For those of you truly dedicated to problemsolving this is my kernel. Yes i already know its not optimized, I’m trying to keep everything simple and working before I fully optimize it with constant memory and minification techniques.

#define NUMBERELEMENTS 12
#define BLOCKS 62370
#define THREADSPERBLOCK 512
//#define PERMUTATIONSPERTHREAD 15 //This is the number that i need to get working
#define PERMUTATIONSPERTHREAD 2 //This is the number I can get working so far.
#define PERMUTATIONS 479001600

global void IntegerToPermutation(short int* lowestBlocks, int* distanceMap)
{
shared unsigned short int cache[THREADSPERBLOCK * PERMUTATIONSPERTHREAD];

int identity[NUMBERELEMENTS];
int permutation[NUMBERELEMENTS];
int fn[NUMBERELEMENTS];


unsigned long int startingID = (threadIdx.x + blockIdx.x * blockDim.x) * PERMUTATIONSPERTHREAD;
int n = NUMBERELEMENTS;


unsigned long int id;
int j, k;

for(unsigned int s=0; s< PERMUTATIONSPERTHREAD; s++)
{
	id = startingID + s;
	// DecimalToFactoradic
	for (int i = 0; i < NUMBERELEMENTS; i++)
	{
		fn[NUMBERELEMENTS-1-i] = id % (i+1);
		id = id / (i+1);
	}

	// Create the identity
	for (int i = 0; i < n; i++) 
		identity[i] = i+1;

	// Calculate this threads permutation
	

	for (int i = 0; i < n; i++)
	{
		j = -1;
		k = -1;
		
		do
		{
			k++;

			while(identity[k] == -1)
			{
				k++;
			}

			j++;
		} while(j < fn[i]);

		
			
		permutation[i] = identity[k];
		identity[k] = -1;
	}
	


	// Calculate the cost of this permutation
	int cost = 0;
	for (unsigned int i=0; i<8; i++)
	{  
		int index2 = (i+1)%8;
		cost += distanceMap[permutation[i]*12+permutation[index2]];
	}
	cache[threadIdx.x * PERMUTATIONSPERTHREAD + s] = cost; // We dont need to store the permutation number as this can be derived from the thread id.

	__syncthreads();

	//perform this last bit the naive and slow way for ease of understanding
	
	if (threadIdx.x == 0)
	{
		int lowestSum = 36000;

		for (unsigned int s=0; s< THREADSPERBLOCK * PERMUTATIONSPERTHREAD; s++)
		{
			if (cache[s] < lowestSum)
				lowestSum = cache[s];
		}
		lowestBlocks[blockIdx.x] = lowestSum;
	}

	// CANNOT find lowest value in lowestblocks here list because cannot sync blocks
	// Must run another kernal in order to do that.

	__syncthreads();
}

}

Thanks in advance!
Stu

You are probably hitting the watchdog timer that aborts kernels running on a GPU with attached display for too long.

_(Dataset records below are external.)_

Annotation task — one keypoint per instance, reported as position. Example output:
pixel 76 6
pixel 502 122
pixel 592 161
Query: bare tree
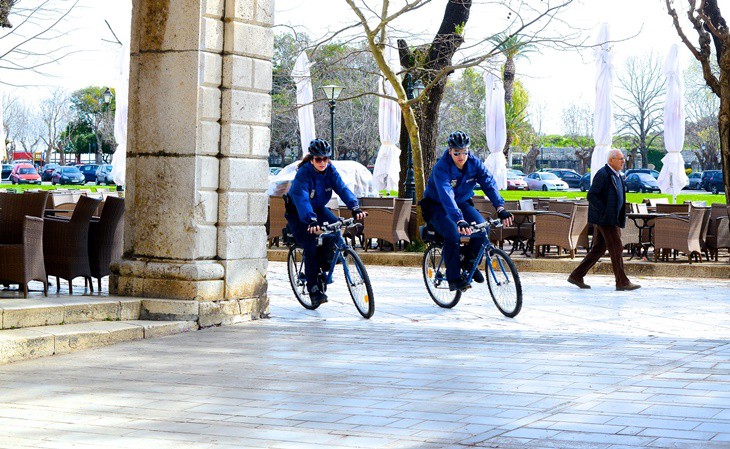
pixel 640 103
pixel 701 107
pixel 35 37
pixel 578 127
pixel 535 139
pixel 712 33
pixel 20 124
pixel 433 62
pixel 55 113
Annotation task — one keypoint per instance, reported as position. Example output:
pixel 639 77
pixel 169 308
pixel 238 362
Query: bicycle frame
pixel 340 244
pixel 487 245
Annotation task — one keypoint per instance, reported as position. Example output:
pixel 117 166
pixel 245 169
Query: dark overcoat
pixel 607 199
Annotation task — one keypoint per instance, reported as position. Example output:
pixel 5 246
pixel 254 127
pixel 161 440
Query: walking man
pixel 607 214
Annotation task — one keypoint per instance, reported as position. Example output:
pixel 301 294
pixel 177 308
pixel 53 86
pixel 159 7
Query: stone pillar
pixel 198 138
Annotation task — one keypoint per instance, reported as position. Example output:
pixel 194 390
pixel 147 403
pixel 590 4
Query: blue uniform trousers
pixel 436 216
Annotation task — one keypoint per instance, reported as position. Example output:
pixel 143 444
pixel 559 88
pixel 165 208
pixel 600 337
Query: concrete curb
pixel 713 270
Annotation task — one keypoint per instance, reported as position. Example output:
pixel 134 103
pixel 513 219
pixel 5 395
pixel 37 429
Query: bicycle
pixel 503 279
pixel 358 281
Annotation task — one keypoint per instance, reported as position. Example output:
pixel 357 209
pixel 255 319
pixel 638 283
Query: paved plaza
pixel 576 369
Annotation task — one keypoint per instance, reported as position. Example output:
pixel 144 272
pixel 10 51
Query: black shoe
pixel 459 284
pixel 578 282
pixel 477 277
pixel 317 296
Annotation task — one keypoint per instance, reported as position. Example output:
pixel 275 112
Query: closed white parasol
pixel 672 179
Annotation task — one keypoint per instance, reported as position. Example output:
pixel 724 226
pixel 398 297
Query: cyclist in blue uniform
pixel 447 206
pixel 309 193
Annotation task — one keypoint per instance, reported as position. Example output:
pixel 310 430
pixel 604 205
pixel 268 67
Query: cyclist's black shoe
pixel 459 284
pixel 317 296
pixel 478 276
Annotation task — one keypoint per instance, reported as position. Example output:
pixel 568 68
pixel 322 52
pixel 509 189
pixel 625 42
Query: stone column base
pixel 184 291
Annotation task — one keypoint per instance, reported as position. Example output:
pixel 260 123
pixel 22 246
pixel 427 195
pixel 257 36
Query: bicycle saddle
pixel 429 234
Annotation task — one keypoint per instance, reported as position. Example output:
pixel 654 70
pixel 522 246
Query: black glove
pixel 503 214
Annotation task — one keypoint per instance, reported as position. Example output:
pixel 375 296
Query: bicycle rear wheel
pixel 358 283
pixel 297 279
pixel 504 283
pixel 434 275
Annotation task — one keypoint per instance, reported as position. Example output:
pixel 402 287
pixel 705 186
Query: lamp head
pixel 332 91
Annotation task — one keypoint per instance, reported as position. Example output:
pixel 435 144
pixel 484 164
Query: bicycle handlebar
pixel 491 223
pixel 327 230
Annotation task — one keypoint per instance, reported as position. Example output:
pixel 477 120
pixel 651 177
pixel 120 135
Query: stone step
pixel 18 313
pixel 45 340
pixel 564 265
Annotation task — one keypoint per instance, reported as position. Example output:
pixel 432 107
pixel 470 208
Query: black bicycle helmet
pixel 320 147
pixel 458 140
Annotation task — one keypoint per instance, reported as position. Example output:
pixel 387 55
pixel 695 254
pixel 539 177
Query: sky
pixel 554 79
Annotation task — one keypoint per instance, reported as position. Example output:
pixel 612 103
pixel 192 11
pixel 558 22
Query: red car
pixel 24 174
pixel 515 182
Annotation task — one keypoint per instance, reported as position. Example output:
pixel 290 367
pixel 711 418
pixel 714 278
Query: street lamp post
pixel 331 92
pixel 106 98
pixel 410 183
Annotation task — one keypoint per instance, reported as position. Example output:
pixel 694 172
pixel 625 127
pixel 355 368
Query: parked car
pixel 545 181
pixel 585 182
pixel 570 177
pixel 89 171
pixel 47 172
pixel 7 168
pixel 104 174
pixel 653 173
pixel 695 181
pixel 24 174
pixel 515 182
pixel 713 183
pixel 641 182
pixel 67 175
pixel 707 174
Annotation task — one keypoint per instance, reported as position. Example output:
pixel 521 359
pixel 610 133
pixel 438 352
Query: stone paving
pixel 576 369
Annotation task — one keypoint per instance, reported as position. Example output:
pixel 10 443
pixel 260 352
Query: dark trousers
pixel 436 216
pixel 605 237
pixel 308 242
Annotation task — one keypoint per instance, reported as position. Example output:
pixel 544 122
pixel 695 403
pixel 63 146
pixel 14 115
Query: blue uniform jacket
pixel 450 186
pixel 312 190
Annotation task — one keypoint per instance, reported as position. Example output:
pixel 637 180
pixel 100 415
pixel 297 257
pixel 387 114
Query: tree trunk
pixel 427 62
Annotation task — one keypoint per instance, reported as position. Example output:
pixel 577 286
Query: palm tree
pixel 512 46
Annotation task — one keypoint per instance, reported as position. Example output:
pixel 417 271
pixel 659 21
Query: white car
pixel 545 181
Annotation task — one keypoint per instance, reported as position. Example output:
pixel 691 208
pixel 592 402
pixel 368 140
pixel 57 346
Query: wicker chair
pixel 21 239
pixel 681 209
pixel 389 224
pixel 105 238
pixel 718 231
pixel 276 221
pixel 679 233
pixel 563 230
pixel 66 244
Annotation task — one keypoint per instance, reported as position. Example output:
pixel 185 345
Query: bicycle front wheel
pixel 358 283
pixel 434 275
pixel 504 283
pixel 297 279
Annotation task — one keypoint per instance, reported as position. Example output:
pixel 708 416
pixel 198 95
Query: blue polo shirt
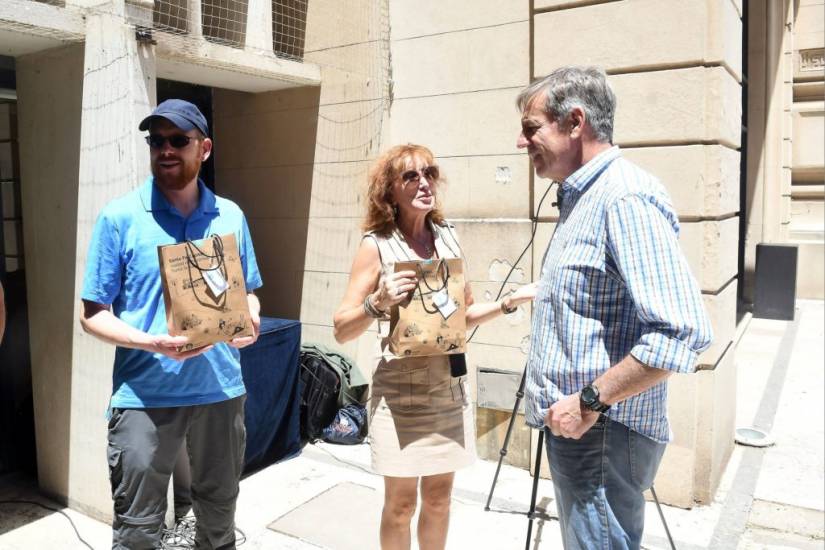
pixel 122 270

aha! thanks for that, never knew about the watchdog timer will look into that. Maybe i can get around it by calling the kernal twice under different circumstances to divide the problem up.

If i disconnect the display from that gfx card will it work again then? i have 2 gfx cards one nvidia one ati so i could just use the ati one.

Disconnected display from nvidia card and proved it with this screenshot.

That allowed me to go from 2 to 3 which is still an improvement but need to get to 15.
Still says the display driver stopped working after about 1-2 seconds.

Stu

Yes, those are the two best strategies: If you can afford having a dedicated GPU for CUDA, that is the way to go.
Otherwise it makes sense to split kernel invocations into multiple smaller ones, usually by having each work on only part of the grid. This gives the GPU a chance to update the screen between kernels and also resets the watchdog timer.

I’m not sure its the watchdog timer as I have tried not having any display plugged into the gfx card. I will continue down the splitting it up route for now.

Stu